The Indian Express stated, "...it borrows bravely from current events, and tells us how all ‘news’ can be ‘spun’ so that a particular point-of-view is cemented."
Scroll.in remarked, "The newsroom drama is occasionally cracking. The corporate manipulations, boardroom priorities and the nexus with elected authorities are neatly woven in." News 18 awarded the show 4 out of 5 stars.

Saibal Chatterjee in his review for NDTV rated the show 2.5 out of 5 and stated, "Not that all of it hits home with equal force, but parts of The Broken News Season 2 do strike a chord and provoke thought."

Anuj Kumar in The Hindu calls it "An incisive X-ray of the news business Driven by convincing performances and compelling drama" saying that "director Vinay Waikul’s series exposes the moral ambiguities that dot the mediascape."

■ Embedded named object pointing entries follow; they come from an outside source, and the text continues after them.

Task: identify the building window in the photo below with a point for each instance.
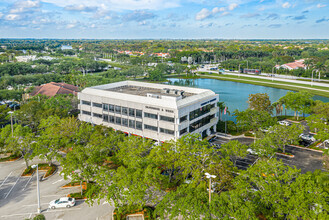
(200, 123)
(183, 131)
(182, 119)
(105, 107)
(200, 111)
(131, 124)
(111, 119)
(118, 109)
(166, 131)
(97, 115)
(124, 110)
(132, 112)
(139, 113)
(150, 115)
(97, 105)
(150, 127)
(118, 120)
(86, 113)
(139, 125)
(111, 108)
(85, 102)
(165, 118)
(125, 122)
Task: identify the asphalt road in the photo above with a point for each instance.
(18, 196)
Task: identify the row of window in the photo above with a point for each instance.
(123, 121)
(128, 111)
(162, 130)
(201, 111)
(200, 123)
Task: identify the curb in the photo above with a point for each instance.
(42, 178)
(285, 155)
(12, 160)
(305, 148)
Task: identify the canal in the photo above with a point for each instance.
(234, 94)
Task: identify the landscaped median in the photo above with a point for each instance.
(10, 157)
(84, 186)
(50, 170)
(315, 90)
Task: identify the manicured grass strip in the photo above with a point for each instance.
(267, 83)
(12, 157)
(42, 167)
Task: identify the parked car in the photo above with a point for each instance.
(284, 122)
(307, 137)
(62, 203)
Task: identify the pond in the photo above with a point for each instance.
(234, 94)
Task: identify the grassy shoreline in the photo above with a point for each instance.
(262, 82)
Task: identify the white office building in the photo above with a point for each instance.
(156, 111)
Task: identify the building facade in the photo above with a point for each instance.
(156, 111)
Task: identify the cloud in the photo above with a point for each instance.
(272, 16)
(274, 25)
(217, 10)
(120, 5)
(320, 5)
(70, 26)
(24, 6)
(138, 15)
(250, 15)
(286, 5)
(232, 6)
(12, 17)
(321, 20)
(203, 14)
(80, 8)
(302, 17)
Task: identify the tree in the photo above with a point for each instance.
(253, 120)
(298, 102)
(234, 150)
(280, 135)
(22, 142)
(156, 75)
(260, 102)
(4, 116)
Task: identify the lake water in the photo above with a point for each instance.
(235, 95)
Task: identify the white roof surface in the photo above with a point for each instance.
(164, 101)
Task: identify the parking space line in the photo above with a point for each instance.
(12, 215)
(12, 187)
(35, 204)
(50, 196)
(28, 182)
(63, 210)
(57, 181)
(5, 179)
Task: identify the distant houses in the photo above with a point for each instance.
(52, 89)
(298, 64)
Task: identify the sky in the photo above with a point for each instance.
(165, 19)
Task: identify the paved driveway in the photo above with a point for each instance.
(18, 196)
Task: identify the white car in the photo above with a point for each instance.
(62, 203)
(307, 137)
(285, 123)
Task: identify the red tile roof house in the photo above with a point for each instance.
(51, 89)
(293, 66)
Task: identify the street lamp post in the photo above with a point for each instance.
(38, 189)
(209, 176)
(11, 123)
(312, 76)
(239, 70)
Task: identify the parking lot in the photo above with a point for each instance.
(304, 158)
(18, 196)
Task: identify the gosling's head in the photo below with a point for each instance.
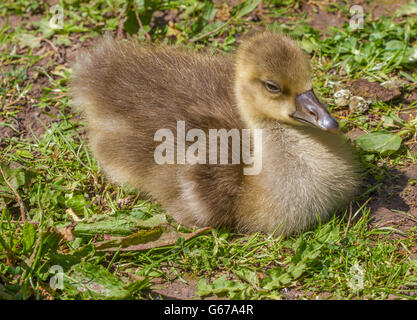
(273, 82)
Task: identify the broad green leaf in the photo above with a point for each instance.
(77, 203)
(220, 286)
(384, 143)
(118, 225)
(24, 154)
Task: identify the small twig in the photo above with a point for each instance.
(18, 198)
(140, 23)
(210, 32)
(349, 219)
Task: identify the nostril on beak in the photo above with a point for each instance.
(313, 114)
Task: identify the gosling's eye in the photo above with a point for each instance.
(272, 87)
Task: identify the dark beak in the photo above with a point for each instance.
(310, 110)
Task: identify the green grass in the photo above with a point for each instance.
(55, 181)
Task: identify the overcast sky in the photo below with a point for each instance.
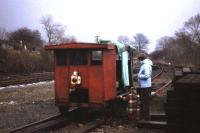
(108, 19)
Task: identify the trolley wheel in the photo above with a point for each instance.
(63, 110)
(118, 108)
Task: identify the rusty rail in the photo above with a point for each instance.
(24, 79)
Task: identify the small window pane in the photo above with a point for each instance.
(78, 58)
(61, 58)
(96, 57)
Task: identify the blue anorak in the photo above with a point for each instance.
(122, 51)
(144, 75)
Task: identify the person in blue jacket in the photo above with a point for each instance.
(144, 80)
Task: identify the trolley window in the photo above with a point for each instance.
(71, 58)
(77, 58)
(96, 57)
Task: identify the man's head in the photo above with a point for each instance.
(141, 56)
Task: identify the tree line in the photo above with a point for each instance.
(184, 47)
(22, 50)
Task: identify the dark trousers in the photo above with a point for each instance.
(145, 96)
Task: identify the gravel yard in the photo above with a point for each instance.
(22, 105)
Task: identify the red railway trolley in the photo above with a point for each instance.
(88, 74)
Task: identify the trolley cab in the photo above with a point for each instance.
(90, 74)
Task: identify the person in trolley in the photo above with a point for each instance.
(144, 80)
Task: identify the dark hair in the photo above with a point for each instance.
(141, 56)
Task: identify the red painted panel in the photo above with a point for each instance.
(96, 84)
(79, 46)
(109, 70)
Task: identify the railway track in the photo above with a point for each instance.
(49, 123)
(26, 78)
(57, 122)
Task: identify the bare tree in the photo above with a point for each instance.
(3, 34)
(54, 32)
(123, 39)
(192, 28)
(140, 41)
(25, 37)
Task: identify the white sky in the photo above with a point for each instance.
(108, 19)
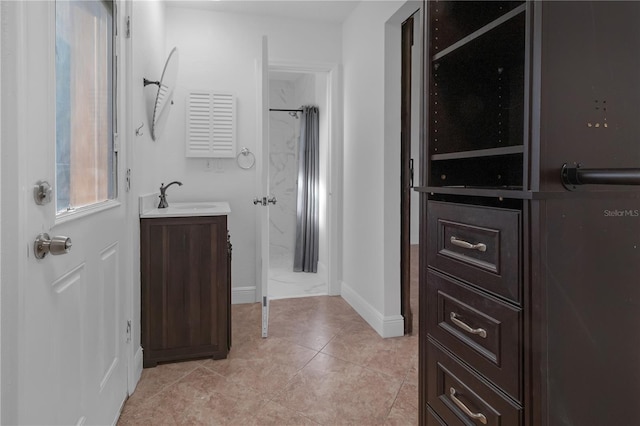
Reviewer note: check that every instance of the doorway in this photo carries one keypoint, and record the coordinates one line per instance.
(288, 92)
(409, 156)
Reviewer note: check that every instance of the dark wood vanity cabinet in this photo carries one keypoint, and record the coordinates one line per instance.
(530, 281)
(186, 288)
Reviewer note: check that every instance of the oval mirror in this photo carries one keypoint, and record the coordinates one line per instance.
(166, 85)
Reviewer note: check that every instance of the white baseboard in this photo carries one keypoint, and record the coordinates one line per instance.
(243, 295)
(134, 377)
(391, 326)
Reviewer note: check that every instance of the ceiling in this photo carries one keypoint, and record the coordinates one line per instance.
(329, 11)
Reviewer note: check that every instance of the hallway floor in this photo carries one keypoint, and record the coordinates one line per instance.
(322, 364)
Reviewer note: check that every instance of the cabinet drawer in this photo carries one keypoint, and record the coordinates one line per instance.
(480, 245)
(482, 330)
(457, 393)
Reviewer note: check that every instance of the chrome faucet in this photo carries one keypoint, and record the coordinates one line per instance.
(163, 194)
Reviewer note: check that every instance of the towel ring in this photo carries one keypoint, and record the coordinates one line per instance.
(246, 159)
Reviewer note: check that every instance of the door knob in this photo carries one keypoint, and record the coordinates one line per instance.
(56, 245)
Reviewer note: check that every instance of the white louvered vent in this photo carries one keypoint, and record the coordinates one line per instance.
(211, 124)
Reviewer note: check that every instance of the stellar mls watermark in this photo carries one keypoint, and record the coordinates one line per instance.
(622, 213)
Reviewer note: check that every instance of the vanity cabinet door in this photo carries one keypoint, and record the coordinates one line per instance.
(185, 288)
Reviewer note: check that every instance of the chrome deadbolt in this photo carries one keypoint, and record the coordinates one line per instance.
(56, 245)
(42, 192)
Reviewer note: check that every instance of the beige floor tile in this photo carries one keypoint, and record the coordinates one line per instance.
(331, 391)
(322, 364)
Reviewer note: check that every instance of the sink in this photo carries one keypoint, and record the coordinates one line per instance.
(149, 209)
(194, 206)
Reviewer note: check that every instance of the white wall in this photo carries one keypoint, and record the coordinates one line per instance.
(147, 61)
(371, 221)
(218, 51)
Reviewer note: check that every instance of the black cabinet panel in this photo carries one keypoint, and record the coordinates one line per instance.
(185, 288)
(483, 331)
(462, 397)
(479, 245)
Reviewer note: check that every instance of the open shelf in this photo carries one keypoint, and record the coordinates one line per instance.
(478, 33)
(490, 152)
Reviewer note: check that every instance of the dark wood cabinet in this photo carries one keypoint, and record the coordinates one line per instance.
(530, 281)
(186, 290)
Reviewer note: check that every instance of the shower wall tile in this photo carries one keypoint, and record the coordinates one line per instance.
(284, 131)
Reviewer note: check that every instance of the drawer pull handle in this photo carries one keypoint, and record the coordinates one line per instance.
(467, 245)
(479, 331)
(460, 404)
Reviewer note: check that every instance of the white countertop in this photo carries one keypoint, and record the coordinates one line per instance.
(148, 208)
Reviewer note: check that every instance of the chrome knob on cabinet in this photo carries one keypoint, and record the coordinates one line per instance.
(56, 245)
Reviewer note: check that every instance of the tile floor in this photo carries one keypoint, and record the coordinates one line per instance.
(322, 364)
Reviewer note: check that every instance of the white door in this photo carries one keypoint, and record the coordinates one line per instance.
(262, 199)
(72, 319)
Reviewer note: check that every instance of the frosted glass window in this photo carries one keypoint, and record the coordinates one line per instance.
(85, 156)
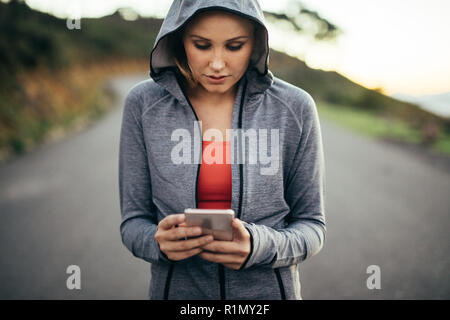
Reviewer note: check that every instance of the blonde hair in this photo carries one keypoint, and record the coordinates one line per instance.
(176, 46)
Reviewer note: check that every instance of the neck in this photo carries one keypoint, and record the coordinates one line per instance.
(199, 93)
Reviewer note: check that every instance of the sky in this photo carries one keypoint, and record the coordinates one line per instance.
(400, 46)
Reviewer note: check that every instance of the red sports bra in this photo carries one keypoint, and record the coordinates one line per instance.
(214, 180)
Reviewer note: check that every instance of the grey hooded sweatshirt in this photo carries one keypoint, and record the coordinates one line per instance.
(280, 200)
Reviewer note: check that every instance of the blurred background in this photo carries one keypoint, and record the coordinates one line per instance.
(378, 71)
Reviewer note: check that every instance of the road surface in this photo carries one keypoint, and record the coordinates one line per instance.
(59, 206)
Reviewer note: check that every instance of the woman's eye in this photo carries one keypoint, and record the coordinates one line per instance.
(235, 48)
(205, 47)
(201, 47)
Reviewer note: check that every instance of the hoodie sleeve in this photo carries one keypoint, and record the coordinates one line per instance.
(139, 219)
(304, 233)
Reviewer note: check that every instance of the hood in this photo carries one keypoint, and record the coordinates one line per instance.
(162, 65)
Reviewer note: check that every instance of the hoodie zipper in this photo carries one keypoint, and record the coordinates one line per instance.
(241, 189)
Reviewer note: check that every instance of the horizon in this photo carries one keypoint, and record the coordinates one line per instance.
(360, 54)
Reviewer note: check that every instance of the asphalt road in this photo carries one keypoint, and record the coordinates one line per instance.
(59, 206)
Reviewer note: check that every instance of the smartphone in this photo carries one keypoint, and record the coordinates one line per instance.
(212, 221)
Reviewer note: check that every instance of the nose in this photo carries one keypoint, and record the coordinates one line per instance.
(217, 63)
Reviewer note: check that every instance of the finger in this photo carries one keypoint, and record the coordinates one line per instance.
(181, 233)
(185, 245)
(221, 257)
(184, 254)
(171, 220)
(239, 227)
(234, 266)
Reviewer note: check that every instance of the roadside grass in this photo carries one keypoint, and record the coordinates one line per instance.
(369, 124)
(49, 105)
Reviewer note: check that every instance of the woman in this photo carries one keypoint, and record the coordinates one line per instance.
(211, 93)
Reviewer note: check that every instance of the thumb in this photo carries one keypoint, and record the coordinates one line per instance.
(239, 229)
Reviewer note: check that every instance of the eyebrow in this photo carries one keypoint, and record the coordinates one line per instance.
(235, 38)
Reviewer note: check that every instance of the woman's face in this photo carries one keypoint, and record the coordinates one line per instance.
(218, 44)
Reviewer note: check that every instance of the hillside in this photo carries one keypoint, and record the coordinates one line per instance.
(35, 45)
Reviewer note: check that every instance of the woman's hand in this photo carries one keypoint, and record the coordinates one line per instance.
(171, 238)
(232, 254)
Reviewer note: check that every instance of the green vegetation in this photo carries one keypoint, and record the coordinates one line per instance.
(369, 124)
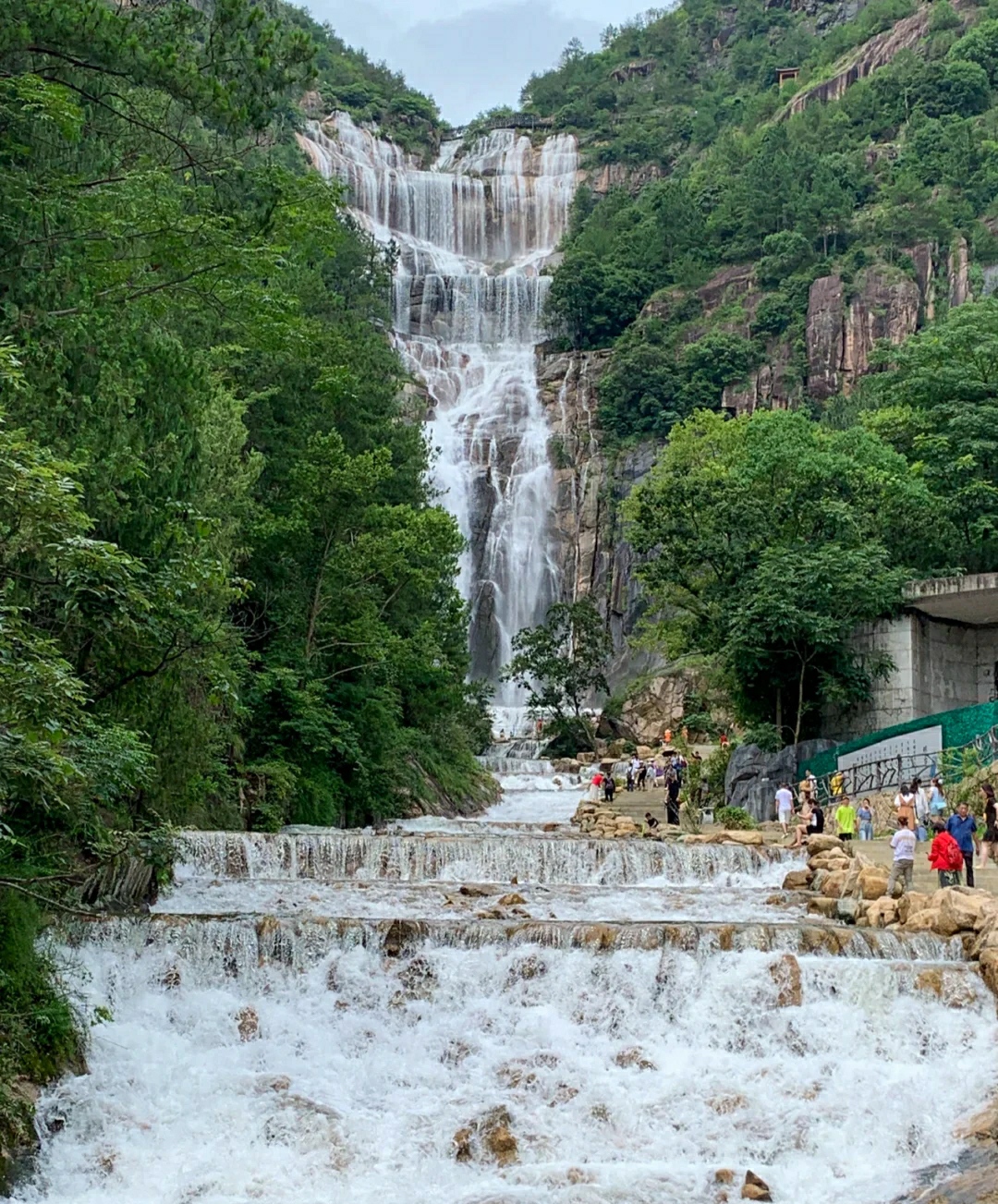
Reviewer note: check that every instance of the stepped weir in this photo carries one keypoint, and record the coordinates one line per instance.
(314, 1014)
(497, 1010)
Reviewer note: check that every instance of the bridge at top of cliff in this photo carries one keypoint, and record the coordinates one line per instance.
(507, 122)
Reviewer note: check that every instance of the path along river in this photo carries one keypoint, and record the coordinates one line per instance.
(310, 1016)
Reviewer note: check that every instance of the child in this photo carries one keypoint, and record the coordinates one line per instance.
(846, 819)
(945, 855)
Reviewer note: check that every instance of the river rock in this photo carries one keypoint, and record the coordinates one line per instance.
(249, 1024)
(910, 903)
(755, 1188)
(822, 843)
(882, 912)
(958, 909)
(754, 775)
(832, 886)
(488, 1139)
(873, 882)
(785, 973)
(743, 837)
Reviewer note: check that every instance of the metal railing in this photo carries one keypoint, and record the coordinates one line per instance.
(890, 773)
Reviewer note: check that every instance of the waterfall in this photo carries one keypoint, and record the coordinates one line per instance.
(472, 235)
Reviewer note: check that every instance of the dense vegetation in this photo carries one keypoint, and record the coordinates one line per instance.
(225, 596)
(906, 154)
(768, 539)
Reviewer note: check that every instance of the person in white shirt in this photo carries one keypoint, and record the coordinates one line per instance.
(903, 843)
(784, 807)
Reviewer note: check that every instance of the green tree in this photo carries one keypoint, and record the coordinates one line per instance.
(768, 541)
(563, 664)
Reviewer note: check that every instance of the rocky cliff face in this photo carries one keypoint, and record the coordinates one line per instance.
(844, 322)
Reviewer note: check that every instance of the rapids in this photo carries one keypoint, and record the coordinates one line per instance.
(310, 1016)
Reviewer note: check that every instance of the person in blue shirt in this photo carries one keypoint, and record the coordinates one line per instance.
(963, 829)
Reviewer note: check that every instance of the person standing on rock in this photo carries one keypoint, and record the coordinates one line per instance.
(944, 857)
(963, 829)
(672, 799)
(903, 843)
(846, 819)
(990, 838)
(937, 799)
(804, 822)
(905, 806)
(784, 807)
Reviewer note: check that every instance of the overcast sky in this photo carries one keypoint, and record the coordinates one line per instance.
(469, 55)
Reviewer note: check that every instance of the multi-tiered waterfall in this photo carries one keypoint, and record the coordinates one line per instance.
(499, 1010)
(313, 1016)
(472, 237)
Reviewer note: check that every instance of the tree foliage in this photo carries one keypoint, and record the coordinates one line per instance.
(770, 539)
(563, 663)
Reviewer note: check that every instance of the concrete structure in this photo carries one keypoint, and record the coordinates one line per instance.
(944, 648)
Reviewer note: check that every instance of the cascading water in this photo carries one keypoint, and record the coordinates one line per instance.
(319, 1015)
(473, 235)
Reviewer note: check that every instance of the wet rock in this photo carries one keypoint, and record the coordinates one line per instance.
(751, 837)
(882, 912)
(785, 973)
(873, 882)
(249, 1024)
(635, 1056)
(755, 1188)
(910, 903)
(818, 845)
(958, 909)
(488, 1139)
(982, 1125)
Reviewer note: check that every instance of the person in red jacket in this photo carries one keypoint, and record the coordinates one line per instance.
(945, 857)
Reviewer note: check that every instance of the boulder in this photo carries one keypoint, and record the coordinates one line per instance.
(488, 1139)
(785, 973)
(822, 843)
(247, 1024)
(831, 859)
(882, 912)
(754, 775)
(871, 882)
(755, 1188)
(923, 920)
(834, 881)
(742, 837)
(958, 909)
(910, 903)
(982, 1125)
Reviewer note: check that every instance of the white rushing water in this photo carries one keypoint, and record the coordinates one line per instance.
(625, 1013)
(310, 1016)
(472, 237)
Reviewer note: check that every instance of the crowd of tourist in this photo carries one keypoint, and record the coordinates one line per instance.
(918, 810)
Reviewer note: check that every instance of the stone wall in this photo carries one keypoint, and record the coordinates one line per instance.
(938, 666)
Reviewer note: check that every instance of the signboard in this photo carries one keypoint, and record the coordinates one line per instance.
(925, 744)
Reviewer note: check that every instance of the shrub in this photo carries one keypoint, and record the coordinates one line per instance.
(735, 818)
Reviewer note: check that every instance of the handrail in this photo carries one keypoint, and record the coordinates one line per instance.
(890, 773)
(511, 122)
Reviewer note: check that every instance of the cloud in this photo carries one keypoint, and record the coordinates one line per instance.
(469, 55)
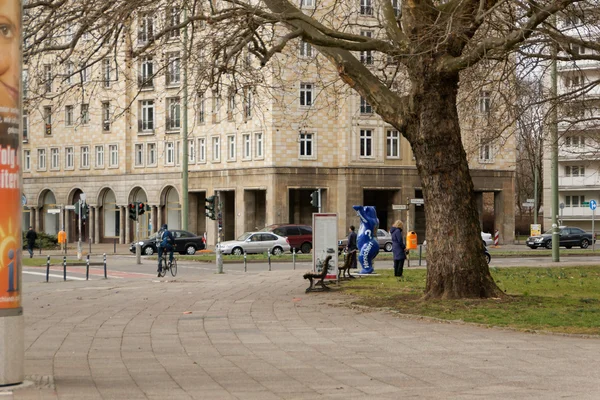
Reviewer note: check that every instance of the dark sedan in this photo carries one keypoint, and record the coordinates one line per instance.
(185, 243)
(569, 237)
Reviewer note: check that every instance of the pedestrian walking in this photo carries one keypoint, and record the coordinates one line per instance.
(398, 248)
(31, 237)
(352, 246)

Sana Farzeen in India Today says "Watching ‘The Broken News 2’ feels like switching on a news channel and hearing the daily bulletin. There are words like 'urban naxal', 'propaganda', 'libtards', and 'social media manipulation' being thrown around during casual conversations." saying that "Spawn on different sides, they continue to fight the biggest battle between truth and ratings in the second season."